Diffusion Models for Action Generation

Diffusion models have recently achieved impressive results in action generation, spanning both robotic manipulation and autonomous driving.
On the left, Diffusion Policy demonstrates one of the earliest successes: it reformulates control as a denoising process, generating smooth and consistent action sequences directly from image observations. By iteratively refining noisy action samples, the policy predicts future motion over a time horizon in a stable and expressive way.
On the right, we see how diffusion models naturally capture multi-modal behaviors in driving. The learned latent distribution becomes multi-peaked, allowing the model to represent diverse possible futures—such as turning left, going straight, or turning right. This inherent multi-modality makes diffusion particularly well-suited for complex, decision-rich driving scenarios.
Drivers and road environments differ widey around the world.


Even within the same city, people exhibit diverse driving styles — from calm and conservative to aggressive and hurried — leading to very different trajectory preferences.
Across countries, the contrast becomes even larger:
cities like those in China feature dense, multimodal traffic with frequent interactions, while the U.S. often has wider roads, clearer lanes, and more structured flow.
These variations in driving style, traffic culture, and visual appearance create a significant distribution shift.
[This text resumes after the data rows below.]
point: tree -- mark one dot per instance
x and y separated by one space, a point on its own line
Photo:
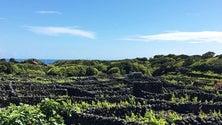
113 70
91 71
208 55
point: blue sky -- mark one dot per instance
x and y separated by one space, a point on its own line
114 29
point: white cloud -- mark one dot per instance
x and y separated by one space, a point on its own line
60 31
193 37
48 12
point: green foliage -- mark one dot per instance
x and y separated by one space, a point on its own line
113 70
91 71
149 118
173 116
28 115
As a result, a driving model trained in one style or region may struggle when deployed in another.
This motivates our work: enabling diffusion-based driving policies to adapt flexibly across different driver behaviors and road environments without retraining the entire model.
Comparison Between Different Finetuning Methods
| Method | Core Idea | Modified Part | Cons |
| Direct Optimization | Update diffusion weights to maximize reward | Model params | Expensive in diffusion (deep nested backprop), unstable, may break imitation |
| Rejection Sampling | Sample multiple actions → pick best via value | No params changed | High compute, slow for real-time |
| Residual Policy | Train small residual on top of frozen base | Add-on module | Limited improvement |
Reinforcement learning has been used in several ways to finetune diffusion-based policies, but each existing approach has notable limitations:
1. Direct Optimization
This method directly updates the diffusion model’s parameters to maximize reward. While expressive, it is extremely expensive — diffusion requires deep, nested backpropagation and often suffers from unstable gradients, which can break the learned imitation behavior.
2. Rejection Sampling
This approach keeps the diffusion model frozen and instead samples many candidate actions, selecting the one with the highest value. The downside is high computational cost, making it too slow for real-time autonomous driving.
3. Residual Policy
A small residual network is trained on top of the frozen diffusion model to adjust the actions slightly. It is lightweight and easy to apply, but typically provides limited performance gains.
Overall, existing methods are either computationally expensive, too slow, or only mildly effective.
This gap motivates our approach — aiming for a simple, stable, and sample-efficient RL finetuning method for diffusion-based driving models.